Oireachtas Joint and Select Committees

Wednesday, 16 July 2025

Joint Oireachtas Committee on Finance, Public Expenditure, Public Service Reform and Digitalisation, and Taoiseach

The Impact of Tariffs on the Irish Economy: Nevin Economic Research Institute

2:40 am

Dr. Tom McDonnell:

I would say that either of those strategies, in theory, would generate a new revenue stream for the Government over the longer term. Obviously, if saving the money, it would put it into equities or do whatever with it, and that will generate revenue for the Government into the 2030s and 2040s. The second thing is that if we have a stronger infrastructure, that will mean the economy is more productive and will be generating more receipts in that way, so it is indirectly generating new revenues for the Government simply because we are more productive as a society, and we are producing the same output with the same number of workers, or whatever it might be.

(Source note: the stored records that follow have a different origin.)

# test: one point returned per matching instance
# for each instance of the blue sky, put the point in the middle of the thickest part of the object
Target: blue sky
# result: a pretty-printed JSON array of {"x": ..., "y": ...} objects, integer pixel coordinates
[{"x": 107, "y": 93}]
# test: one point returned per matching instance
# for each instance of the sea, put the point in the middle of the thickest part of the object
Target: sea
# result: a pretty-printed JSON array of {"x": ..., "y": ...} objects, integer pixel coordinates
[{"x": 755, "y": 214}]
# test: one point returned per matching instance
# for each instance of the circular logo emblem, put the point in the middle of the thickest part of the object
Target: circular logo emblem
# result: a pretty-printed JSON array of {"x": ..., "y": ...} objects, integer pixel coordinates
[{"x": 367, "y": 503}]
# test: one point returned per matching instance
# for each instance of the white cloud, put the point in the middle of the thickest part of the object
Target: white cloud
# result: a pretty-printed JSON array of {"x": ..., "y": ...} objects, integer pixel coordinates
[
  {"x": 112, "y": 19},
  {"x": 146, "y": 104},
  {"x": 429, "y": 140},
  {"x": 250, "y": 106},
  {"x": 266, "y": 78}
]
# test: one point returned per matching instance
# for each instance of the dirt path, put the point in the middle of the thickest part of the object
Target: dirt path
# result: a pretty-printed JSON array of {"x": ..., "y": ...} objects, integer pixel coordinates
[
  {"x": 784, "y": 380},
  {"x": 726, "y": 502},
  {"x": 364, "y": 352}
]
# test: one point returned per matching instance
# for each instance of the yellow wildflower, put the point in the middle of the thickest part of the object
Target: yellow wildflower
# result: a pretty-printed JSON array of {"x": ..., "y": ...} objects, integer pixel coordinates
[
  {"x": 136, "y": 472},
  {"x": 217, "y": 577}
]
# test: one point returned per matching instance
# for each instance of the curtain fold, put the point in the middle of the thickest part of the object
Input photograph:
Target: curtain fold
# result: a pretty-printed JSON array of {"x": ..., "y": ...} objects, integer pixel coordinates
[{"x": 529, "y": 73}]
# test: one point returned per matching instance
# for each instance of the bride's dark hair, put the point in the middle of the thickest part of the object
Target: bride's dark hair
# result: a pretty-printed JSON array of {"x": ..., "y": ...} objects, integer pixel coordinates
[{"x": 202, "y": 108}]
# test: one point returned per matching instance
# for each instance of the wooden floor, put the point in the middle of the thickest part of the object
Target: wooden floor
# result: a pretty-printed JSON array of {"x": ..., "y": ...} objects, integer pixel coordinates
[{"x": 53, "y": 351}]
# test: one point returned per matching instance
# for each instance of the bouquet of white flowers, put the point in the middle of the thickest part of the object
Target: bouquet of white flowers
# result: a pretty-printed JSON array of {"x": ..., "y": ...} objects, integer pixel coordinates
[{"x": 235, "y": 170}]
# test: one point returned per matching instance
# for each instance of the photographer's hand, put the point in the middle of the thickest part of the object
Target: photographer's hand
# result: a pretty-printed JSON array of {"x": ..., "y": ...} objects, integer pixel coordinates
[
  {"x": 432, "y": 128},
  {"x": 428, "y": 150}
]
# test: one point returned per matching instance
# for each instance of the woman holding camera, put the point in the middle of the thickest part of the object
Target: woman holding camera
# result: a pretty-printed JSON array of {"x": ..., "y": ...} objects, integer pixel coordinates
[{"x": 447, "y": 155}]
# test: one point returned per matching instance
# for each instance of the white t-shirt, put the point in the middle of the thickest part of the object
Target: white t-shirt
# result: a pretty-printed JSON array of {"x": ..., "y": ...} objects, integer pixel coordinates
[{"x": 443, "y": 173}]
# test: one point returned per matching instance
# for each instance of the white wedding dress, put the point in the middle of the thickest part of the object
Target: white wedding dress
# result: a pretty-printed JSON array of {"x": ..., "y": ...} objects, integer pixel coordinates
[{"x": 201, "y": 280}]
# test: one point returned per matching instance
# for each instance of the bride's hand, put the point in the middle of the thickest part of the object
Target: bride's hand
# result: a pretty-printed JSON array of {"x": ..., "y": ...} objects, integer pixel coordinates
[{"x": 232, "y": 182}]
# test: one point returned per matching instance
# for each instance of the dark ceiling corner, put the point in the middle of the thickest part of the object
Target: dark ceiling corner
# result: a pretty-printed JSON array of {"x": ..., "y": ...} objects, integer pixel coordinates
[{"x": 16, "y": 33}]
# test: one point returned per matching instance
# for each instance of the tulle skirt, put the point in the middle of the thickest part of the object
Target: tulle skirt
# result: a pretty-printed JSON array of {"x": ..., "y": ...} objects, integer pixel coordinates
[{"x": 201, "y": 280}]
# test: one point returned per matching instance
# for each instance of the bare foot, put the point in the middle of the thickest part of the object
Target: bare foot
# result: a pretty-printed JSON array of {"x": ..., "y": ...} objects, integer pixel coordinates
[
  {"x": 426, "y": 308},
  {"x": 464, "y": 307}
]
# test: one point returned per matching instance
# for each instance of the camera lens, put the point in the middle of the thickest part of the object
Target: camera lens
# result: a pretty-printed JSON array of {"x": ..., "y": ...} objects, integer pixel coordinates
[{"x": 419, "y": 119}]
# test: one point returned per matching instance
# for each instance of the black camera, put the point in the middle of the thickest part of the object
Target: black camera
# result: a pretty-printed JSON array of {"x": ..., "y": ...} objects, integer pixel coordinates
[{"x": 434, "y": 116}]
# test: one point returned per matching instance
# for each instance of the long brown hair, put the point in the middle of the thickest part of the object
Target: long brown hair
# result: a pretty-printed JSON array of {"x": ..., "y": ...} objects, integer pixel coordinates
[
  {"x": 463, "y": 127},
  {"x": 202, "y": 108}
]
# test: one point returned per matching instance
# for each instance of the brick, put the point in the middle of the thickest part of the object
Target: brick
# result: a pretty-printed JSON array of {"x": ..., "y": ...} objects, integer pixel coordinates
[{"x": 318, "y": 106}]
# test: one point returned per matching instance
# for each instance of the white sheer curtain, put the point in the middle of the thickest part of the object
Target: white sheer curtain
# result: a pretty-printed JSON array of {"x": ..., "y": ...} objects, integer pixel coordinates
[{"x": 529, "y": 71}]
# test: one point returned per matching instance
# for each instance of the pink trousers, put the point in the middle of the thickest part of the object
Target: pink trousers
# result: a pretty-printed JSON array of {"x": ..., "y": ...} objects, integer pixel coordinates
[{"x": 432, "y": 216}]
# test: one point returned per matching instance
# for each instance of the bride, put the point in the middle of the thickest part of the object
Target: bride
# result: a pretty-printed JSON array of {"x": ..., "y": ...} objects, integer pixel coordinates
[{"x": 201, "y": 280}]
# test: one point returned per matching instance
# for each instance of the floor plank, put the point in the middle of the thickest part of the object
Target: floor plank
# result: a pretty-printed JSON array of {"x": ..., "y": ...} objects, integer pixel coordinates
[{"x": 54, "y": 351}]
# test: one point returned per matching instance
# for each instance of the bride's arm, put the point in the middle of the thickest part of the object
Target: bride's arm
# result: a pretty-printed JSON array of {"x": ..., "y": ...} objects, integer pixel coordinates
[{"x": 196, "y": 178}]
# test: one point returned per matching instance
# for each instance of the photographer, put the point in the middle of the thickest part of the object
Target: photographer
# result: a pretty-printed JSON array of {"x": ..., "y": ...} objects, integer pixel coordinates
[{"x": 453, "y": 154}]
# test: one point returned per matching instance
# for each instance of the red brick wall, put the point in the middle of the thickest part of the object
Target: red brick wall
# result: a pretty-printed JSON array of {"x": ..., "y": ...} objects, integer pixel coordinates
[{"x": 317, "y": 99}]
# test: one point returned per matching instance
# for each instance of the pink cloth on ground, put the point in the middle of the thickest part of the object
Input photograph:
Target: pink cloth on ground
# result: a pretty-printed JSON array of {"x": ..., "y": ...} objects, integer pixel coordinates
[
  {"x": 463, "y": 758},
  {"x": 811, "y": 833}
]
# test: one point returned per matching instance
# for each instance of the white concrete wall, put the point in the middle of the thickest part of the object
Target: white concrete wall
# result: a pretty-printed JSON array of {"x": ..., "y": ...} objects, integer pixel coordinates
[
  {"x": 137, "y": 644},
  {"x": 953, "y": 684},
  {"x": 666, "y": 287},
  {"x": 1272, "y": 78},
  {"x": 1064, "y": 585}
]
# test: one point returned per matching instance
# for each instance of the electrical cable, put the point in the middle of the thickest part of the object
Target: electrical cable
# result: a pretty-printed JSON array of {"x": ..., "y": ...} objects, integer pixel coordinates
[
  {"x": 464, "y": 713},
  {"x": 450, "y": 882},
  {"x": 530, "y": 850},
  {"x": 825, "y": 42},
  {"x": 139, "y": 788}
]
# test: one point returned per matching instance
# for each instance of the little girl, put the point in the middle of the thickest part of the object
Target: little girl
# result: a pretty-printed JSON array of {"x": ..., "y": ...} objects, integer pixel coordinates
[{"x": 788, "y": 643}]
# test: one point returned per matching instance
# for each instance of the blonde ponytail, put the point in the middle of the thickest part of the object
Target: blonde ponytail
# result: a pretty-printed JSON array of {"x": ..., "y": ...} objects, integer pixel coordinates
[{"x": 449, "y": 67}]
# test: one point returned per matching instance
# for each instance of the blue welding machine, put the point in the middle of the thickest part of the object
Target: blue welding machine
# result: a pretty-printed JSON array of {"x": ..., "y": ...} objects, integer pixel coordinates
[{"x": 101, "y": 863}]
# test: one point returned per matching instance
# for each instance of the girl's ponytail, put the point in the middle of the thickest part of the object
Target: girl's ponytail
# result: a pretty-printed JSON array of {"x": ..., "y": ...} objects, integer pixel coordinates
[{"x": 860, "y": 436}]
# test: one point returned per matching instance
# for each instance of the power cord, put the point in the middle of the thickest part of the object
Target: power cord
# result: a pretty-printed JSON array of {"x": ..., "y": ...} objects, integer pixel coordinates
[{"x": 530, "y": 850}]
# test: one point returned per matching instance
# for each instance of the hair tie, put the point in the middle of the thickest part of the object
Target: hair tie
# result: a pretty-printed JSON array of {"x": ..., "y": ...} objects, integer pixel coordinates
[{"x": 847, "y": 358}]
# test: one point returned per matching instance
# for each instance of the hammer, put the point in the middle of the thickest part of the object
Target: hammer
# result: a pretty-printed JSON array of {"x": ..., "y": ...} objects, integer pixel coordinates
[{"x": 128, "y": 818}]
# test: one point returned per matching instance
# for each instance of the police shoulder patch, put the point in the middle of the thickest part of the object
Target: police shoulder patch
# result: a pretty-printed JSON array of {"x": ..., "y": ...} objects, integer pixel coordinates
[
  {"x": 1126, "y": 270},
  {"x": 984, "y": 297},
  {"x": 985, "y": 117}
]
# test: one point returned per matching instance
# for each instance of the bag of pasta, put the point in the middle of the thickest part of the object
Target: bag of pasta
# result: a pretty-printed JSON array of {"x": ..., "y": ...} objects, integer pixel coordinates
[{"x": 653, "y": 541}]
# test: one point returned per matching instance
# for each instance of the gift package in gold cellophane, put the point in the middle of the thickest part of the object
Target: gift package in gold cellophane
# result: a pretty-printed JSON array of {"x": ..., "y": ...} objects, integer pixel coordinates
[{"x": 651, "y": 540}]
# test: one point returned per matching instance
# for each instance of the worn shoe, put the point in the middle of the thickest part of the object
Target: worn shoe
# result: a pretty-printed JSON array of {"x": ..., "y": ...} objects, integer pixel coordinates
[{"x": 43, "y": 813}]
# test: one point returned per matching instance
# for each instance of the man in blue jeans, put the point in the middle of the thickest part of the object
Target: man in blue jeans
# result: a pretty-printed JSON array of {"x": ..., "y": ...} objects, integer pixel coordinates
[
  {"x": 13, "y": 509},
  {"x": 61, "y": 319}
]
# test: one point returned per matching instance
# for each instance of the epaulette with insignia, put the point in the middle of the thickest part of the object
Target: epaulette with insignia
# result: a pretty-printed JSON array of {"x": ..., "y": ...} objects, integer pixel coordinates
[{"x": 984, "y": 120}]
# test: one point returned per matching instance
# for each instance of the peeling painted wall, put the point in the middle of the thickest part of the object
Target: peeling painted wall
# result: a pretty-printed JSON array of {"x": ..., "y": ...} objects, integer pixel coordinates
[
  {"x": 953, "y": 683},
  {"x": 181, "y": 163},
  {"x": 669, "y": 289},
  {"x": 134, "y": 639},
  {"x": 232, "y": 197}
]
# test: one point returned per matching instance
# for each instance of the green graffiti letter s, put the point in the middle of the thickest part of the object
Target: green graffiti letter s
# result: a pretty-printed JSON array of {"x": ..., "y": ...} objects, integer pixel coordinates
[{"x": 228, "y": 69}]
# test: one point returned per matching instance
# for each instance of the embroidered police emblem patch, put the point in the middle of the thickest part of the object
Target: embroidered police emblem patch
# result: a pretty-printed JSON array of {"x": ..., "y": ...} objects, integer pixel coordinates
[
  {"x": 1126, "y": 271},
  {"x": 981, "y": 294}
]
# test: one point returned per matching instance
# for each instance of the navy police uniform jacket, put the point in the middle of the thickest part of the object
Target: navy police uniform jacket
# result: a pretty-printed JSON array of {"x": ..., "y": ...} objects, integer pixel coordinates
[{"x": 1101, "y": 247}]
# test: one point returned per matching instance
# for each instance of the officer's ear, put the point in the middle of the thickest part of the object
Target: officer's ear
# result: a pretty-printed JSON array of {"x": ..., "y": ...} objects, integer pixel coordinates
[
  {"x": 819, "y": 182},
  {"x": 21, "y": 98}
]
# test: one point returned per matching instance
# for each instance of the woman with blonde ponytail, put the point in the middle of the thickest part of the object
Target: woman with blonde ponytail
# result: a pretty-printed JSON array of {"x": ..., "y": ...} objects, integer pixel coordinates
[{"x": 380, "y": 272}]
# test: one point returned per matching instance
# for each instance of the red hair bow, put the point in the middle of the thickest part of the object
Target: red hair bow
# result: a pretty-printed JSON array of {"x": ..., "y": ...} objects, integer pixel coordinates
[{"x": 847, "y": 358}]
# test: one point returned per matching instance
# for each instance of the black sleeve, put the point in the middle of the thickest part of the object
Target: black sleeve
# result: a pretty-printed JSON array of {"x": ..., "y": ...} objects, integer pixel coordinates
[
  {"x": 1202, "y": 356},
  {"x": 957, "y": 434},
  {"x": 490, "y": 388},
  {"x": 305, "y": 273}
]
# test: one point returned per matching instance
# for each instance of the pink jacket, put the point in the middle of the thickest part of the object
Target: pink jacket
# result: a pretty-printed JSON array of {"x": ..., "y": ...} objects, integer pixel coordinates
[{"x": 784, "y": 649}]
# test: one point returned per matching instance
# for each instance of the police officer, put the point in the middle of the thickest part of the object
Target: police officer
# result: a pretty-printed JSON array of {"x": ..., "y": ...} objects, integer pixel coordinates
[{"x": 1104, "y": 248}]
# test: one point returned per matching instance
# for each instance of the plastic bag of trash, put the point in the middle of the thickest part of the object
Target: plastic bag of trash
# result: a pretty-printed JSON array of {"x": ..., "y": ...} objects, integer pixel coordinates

The problems with infrastructure at the moment, of course, are manifold. The most important thing is that we simply do not have the construction workers. One of the reasons we do not have construction workers is that the labour market is so tight that there is no incentive for people to retrain or upskill as construction workers. Also, we do not make it easy enough for people to become construction workers. If we were to do infrastructure, it would possibly involve, for example, bringing in workers from outside of Ireland to do that infrastructure because we do not have the spare capacity in the economy at the moment. That is one of the reasons, at this moment in time, that there is an argument against infrastructure. If unemployment were higher and there were more slack in the labour market, which would enable the ramping-up of construction companies and construction workers, it would be much easier to say we would put it into infrastructure.

We are talking about an economic cycle. Infrastructure projects can take up to a decade. Initiating those projects now with a view to increasing the productive capacity of the economy and dealing with our enormous infrastructure deficits in energy, water and, of course, housing would be very important. What we need to be able to do is identify how we can increase the number of people working in construction. Financing is not a problem now. That is where the issue is. We can unlock infrastructure as a second option for using some of the windfall and save the rest if we can find a way to remove that particular capacity constraint in the economy. If we can remove the capacity constraint regarding construction workers, then we can remove the capacity constraints of not having enough housing and weak energy infrastructure. We have to deal with all of those problems. The question is whether we do it using windfall taxes or by increasing other forms of taxation and doing it that way. Those are what I would see as the options.